Students in Hong Kong, Japan and South Korea rank among the world's best in math and science, according to a 43-country survey published jointly Tuesday by the Organisation for Economic Cooperation and Development (OECD) and UN Educational, Scientific and Cultural Organization (UNESCO).
The study, Literacy Skills for the World of Tomorrow, is based on data about 15-year-olds gathered by an OECD international assessment program, said students in Finland rank near the top in terms of literacy.
By contrast, students in Latin American countries such as Peru, Brazil and Chile lag behind in all three areas, even after making allowances for lower national income levels.
The survey by the OECD, an economic think tank representing the world's richest nations, and the UNESCO, was released in London.
The two Paris-based organizations said students in Hong Kong emerged as star performers among the non-OECD economies.
Their overall scores in reading comprehension matched those of students in the top OECD countries -- Finland, Canada, New Zealand, Australia, and Ireland.
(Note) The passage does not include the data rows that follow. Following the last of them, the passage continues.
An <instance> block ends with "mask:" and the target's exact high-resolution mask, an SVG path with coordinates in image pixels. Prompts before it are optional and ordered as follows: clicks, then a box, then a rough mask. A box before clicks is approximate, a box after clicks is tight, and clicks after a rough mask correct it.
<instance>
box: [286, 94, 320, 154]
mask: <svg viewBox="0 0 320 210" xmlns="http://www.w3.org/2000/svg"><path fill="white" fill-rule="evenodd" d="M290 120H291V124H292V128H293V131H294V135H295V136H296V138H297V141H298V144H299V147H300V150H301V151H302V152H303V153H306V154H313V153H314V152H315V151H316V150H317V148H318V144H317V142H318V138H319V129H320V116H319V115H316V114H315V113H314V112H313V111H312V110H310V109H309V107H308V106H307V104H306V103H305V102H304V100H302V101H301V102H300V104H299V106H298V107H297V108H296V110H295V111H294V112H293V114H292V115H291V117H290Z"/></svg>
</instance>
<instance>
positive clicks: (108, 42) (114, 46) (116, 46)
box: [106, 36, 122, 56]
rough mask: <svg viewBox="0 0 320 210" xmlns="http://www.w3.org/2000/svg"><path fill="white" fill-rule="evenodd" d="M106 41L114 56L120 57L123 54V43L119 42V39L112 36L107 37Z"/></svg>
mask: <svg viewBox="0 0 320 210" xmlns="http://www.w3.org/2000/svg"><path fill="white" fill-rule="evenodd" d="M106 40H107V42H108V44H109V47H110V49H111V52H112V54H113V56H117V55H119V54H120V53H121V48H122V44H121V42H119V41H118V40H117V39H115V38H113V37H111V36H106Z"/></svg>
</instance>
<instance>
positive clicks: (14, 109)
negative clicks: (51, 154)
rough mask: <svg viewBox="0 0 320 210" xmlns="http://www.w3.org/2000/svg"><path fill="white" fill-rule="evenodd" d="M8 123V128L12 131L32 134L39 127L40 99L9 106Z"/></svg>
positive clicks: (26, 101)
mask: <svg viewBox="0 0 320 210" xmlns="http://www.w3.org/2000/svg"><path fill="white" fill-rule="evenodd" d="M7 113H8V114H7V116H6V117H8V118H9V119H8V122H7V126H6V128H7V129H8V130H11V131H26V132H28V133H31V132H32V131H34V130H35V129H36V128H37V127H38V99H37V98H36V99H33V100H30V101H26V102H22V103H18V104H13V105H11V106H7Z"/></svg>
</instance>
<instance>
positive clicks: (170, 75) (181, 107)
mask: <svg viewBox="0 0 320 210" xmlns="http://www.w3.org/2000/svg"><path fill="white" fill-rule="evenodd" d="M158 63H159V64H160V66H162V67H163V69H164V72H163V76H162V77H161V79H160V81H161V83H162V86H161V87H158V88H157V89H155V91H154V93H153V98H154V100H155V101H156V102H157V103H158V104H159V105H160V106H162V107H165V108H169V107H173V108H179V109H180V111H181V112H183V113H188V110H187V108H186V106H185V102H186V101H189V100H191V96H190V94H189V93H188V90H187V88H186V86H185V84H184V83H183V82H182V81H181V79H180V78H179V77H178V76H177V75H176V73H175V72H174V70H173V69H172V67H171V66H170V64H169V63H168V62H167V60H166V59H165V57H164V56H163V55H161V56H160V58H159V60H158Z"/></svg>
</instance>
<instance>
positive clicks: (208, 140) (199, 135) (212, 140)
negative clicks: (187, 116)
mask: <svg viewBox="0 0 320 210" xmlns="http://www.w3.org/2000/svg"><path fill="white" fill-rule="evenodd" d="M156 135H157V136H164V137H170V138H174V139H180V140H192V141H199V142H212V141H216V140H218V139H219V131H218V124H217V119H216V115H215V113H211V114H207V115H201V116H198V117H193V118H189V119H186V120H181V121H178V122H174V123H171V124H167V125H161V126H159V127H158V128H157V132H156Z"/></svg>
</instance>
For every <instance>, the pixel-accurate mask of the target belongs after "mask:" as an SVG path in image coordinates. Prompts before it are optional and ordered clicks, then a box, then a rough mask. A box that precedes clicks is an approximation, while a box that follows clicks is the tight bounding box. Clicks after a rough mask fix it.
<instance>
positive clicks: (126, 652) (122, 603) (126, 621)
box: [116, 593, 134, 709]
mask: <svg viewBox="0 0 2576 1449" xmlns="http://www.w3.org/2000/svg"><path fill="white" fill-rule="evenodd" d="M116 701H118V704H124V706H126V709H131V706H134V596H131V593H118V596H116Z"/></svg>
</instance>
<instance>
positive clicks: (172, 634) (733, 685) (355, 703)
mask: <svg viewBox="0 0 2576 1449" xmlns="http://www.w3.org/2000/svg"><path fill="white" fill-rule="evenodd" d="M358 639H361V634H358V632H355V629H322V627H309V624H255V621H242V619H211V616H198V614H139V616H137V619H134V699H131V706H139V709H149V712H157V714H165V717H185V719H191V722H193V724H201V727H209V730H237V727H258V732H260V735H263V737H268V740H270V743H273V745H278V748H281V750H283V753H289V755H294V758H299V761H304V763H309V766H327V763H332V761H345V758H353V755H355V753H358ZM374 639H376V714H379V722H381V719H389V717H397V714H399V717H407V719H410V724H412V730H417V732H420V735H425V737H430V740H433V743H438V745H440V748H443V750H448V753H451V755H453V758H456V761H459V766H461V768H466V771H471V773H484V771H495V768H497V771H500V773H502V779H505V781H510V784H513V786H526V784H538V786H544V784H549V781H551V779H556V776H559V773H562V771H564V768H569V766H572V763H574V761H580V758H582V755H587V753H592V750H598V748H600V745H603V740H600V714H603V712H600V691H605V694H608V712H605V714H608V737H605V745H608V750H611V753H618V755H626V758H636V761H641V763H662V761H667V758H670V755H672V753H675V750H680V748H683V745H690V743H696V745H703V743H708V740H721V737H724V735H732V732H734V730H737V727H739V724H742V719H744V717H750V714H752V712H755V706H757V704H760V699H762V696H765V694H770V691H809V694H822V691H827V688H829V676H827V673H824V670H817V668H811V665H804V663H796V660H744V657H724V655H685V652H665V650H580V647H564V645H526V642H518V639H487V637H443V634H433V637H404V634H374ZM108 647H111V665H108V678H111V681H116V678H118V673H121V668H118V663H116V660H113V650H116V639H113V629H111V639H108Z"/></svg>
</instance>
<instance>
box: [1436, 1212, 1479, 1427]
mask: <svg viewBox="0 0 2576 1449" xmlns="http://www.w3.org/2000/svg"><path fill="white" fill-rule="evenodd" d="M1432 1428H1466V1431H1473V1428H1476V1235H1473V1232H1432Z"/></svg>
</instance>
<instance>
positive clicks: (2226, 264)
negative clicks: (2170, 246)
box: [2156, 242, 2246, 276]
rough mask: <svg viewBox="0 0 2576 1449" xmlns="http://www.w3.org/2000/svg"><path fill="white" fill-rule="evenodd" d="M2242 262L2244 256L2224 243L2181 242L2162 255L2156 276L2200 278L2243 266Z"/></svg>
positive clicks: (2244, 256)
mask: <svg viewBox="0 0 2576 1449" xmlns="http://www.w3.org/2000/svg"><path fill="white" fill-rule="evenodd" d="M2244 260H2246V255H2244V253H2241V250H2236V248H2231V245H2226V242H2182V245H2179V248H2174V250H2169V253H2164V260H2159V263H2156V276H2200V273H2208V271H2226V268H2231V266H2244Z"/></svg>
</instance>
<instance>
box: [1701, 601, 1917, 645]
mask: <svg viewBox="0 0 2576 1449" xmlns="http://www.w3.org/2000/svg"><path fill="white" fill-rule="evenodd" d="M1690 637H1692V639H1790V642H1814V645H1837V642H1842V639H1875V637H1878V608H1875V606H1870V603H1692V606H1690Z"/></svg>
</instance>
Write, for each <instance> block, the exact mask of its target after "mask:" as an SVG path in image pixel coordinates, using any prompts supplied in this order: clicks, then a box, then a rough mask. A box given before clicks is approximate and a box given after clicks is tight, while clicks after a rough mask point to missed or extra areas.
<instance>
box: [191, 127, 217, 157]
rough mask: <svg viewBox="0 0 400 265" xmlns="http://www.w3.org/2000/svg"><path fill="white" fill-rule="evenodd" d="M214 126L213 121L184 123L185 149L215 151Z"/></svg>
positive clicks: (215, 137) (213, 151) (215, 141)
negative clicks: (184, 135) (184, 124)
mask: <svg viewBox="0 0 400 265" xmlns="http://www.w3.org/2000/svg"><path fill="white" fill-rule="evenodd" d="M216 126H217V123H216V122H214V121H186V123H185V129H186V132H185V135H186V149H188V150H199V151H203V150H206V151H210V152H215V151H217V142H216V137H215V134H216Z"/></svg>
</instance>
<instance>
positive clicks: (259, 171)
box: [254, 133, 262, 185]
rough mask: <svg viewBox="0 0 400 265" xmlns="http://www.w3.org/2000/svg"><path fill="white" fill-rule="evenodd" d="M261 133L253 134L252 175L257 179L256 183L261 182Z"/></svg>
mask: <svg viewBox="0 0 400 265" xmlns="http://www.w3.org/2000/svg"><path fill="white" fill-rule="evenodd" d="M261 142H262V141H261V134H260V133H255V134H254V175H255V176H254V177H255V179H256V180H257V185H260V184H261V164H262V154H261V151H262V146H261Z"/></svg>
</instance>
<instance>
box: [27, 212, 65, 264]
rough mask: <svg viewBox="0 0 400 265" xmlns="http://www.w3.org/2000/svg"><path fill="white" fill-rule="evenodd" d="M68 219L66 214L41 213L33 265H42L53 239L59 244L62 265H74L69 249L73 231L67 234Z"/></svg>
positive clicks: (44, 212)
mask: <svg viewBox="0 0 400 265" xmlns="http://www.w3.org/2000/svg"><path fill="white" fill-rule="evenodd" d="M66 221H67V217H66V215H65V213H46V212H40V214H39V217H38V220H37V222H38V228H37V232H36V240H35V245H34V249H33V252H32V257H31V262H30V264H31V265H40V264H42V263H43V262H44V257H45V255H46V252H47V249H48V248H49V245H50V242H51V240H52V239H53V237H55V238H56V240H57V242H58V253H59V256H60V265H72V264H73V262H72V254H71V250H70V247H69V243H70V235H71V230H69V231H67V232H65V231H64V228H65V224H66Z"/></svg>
But the Hong Kongers lead the pack, along with students in Japan and South Korea, in mathematical and scientific literacy.
The survey, whose findings are based on samples of 4,500-10,000 youngsters for each participating country, said higher average spending per student does not guarantee higher performance in math, science and reading.
"Italy spends about twice as much per student as [South] Korea, but ... Korea is among the best performing countries in all literacy areas assessed, Italy performs significantly below the OECD average," it said.
According to the study, what really makes a difference, rather than national or individual family wealth, is the quality of national education systems: "The examples of Canada, Finland, Hong Kong-China, Japan, Korea and Sweden show that it is possible to achieve educational quality and equity simultaneously."